23-APR-19: Created to outline the specificaitons for SP 19 final projects
DAT-102 Final project specifications
Experientially acquire and/or magnify sample-based data inquiry skills including study design, implementation, sharing, and documentation
Formulate a compelling inquiry question about a unit of analysis of interest to you and one which can be studied safely and easily by CCAC students (such as a Vehicle, or Student, or Building. Design a unit sampling methodology and rationale. Implement your methodology, digitize the data, analyze the results, draw preliminary conclusions, and document your work thoroughly for future students.
motorcycleLibrary book example
Final project idea generation activity
We'll use library books as a sample final project to illustrate each step of the data project life cycle. Use this in-class activity to formulate a study of your choosing.

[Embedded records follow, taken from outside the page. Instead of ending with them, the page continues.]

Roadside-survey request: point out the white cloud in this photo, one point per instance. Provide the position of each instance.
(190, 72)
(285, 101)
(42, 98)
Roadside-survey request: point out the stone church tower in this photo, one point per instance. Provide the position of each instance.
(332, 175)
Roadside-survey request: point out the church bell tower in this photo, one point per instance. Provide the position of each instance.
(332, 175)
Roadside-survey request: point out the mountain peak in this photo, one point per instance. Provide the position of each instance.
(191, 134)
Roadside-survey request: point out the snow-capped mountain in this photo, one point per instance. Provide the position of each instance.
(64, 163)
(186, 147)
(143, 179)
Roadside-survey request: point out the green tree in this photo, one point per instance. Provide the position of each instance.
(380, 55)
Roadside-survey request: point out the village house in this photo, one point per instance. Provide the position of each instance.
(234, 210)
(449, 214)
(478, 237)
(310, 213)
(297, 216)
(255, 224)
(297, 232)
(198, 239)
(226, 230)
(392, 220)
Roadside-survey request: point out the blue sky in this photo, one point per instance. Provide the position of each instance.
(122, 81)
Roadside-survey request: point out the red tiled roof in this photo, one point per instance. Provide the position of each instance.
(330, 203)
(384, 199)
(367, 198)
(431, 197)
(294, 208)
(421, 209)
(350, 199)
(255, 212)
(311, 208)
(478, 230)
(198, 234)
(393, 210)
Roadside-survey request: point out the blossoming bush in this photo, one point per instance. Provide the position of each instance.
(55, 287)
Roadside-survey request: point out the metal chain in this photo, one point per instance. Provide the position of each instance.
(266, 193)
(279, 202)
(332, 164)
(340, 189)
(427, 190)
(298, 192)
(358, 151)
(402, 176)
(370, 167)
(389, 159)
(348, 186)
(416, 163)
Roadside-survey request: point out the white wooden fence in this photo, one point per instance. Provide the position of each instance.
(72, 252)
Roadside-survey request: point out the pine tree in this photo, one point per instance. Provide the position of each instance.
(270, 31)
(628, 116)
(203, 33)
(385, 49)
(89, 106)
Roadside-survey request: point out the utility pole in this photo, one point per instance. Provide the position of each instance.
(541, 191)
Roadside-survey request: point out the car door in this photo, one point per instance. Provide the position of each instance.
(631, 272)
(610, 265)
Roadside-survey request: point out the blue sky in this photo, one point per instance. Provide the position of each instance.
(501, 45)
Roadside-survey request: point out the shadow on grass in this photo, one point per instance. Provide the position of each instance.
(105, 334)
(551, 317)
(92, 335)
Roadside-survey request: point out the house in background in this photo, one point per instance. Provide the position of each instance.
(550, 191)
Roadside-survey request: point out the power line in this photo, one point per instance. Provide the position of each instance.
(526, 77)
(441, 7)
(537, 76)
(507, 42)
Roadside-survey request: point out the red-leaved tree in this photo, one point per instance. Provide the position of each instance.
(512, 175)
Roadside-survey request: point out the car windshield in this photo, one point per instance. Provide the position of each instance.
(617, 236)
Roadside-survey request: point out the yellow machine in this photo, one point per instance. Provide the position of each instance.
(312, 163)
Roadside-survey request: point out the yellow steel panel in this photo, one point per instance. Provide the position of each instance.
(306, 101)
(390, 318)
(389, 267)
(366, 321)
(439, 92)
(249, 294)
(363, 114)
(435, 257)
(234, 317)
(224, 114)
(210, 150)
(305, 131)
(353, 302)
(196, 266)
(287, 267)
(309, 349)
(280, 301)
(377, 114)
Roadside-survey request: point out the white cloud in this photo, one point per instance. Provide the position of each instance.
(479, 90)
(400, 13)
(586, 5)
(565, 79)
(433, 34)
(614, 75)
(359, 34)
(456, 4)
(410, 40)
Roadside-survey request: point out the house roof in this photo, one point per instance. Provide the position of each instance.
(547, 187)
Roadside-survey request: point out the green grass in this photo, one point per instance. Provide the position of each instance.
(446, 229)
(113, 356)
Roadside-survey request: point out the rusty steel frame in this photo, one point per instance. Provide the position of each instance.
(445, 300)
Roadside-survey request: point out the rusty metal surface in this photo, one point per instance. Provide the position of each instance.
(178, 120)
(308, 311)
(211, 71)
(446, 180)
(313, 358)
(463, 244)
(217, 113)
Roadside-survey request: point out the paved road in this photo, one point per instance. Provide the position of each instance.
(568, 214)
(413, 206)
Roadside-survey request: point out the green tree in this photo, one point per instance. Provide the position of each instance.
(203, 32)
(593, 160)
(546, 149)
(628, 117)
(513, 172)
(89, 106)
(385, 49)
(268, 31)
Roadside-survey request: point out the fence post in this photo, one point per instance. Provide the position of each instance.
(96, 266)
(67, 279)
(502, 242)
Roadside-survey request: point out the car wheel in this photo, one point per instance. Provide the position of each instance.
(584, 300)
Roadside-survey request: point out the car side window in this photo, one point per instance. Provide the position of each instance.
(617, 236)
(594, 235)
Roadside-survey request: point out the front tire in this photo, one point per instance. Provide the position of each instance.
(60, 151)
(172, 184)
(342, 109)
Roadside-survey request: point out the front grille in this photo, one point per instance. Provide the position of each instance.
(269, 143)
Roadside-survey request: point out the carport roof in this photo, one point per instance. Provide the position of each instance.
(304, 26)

- Generate a classification tree for Library books: call numbers delimit sub-populations
- Create an inquiry question about sub-populations
- Create data gathering spreadsheet and prepare data dictionary
- Devise sampling method to randomly sample from the sub-population
- Gather sample data
- Perform Analysis
Final project requirements
The following are the base level requirements for the Spring 2019 final project in data 102. All of these specs are negotiable through discussion with the instructor. Customization and creative modification of all requirements in the spirit of experimentation and exploration is strongly encouraged.
- Define a single unit of analysis, such as a Book or a CCAC Student or Colleague, or Bicycle, or Road.
- Formulate a compelling inquiry question (or small set of questions) related to this identified unit of analysis and compose a brief (1 paragraph) rationale for how you arrived at this question. Consider your own background, interests, hobbies, career/job, values, and curiosities.
- Generate a classification tree whose root is the complete population of all instances of your unit of analysis (e.g. all books cataloged by the Library of Congress) and whose sub-branches depict sub-populations of your unit of analysis (e.g. books with call numbers starting with CR (heraldry).
- Formulate your tree iteratively over several drafts. Include all drafts, no matter how rough, with your final project documentation.
- At the conclusion of your project, create a final copy of your classification tree digitally or neatly by hand (and scanned). draw.io is a google drive based tool that's excellent for making diagrams of all kinds.
- Include at least 5 sub-categories of your unit of analysis
Create data instruments and procedures
- Create a spreadsheet to serve as a data gathering tool. Each row should capture data about a single instance of your unit of analysis. 1 or more columns should be dedicated to each of your chosen variables.
- Add a data dictionary in a second tab in your spreadsheet from the previous requirement which includes the following:
- The name of each variable
- Data type (integer, text, date, count, etc.)
- Possible values or range of values, especially if coded (i.e. M = male, F=female, O=Other)
- Tips for accurate measurement
Carry out your study & make claims
- Carry out your study: gather your data, record that data digitally in your spreadsheet.
- Carry out basic descriptive statistics on each of your variables of interest: mean, median, mode, quartiles, standard deviation (if appropriate). Summarize the differences seen across sub-populations using these descriptive statistics.
- Generate compelling visualizations describing your results: box-and-whisker charts, neat hand-drawn figures, etc.
- If you feel comfortable with the concepts, apply basic statistics means testing (e.g. interpreting the p-value generated from a t-test) comparing measured values between two sub-populations. See chapter 3 on confidence intervals in our Lock 5 statistics textbook, and chapter 6 for Inferences on means and proportions.
- Extract data-backed claims that relate to your chosen inquiry question using your gathered data. A claim that suggests that not enough data was gathered, or that the data gathered is inclusive (or even worthless) is entirely appropriate.
Documentation and sharing
- Write a short letter to a future DAT-102 student who may wish to continue your study detailing the following:
- Your experience in gathering the data (did anything unexpected happen?)
- Likely sources of error or bias in your sample: defend your approach to randomly drawing from the sub-population of interest.
- Revisions you would suggest making to your own study now that you've carried it out once.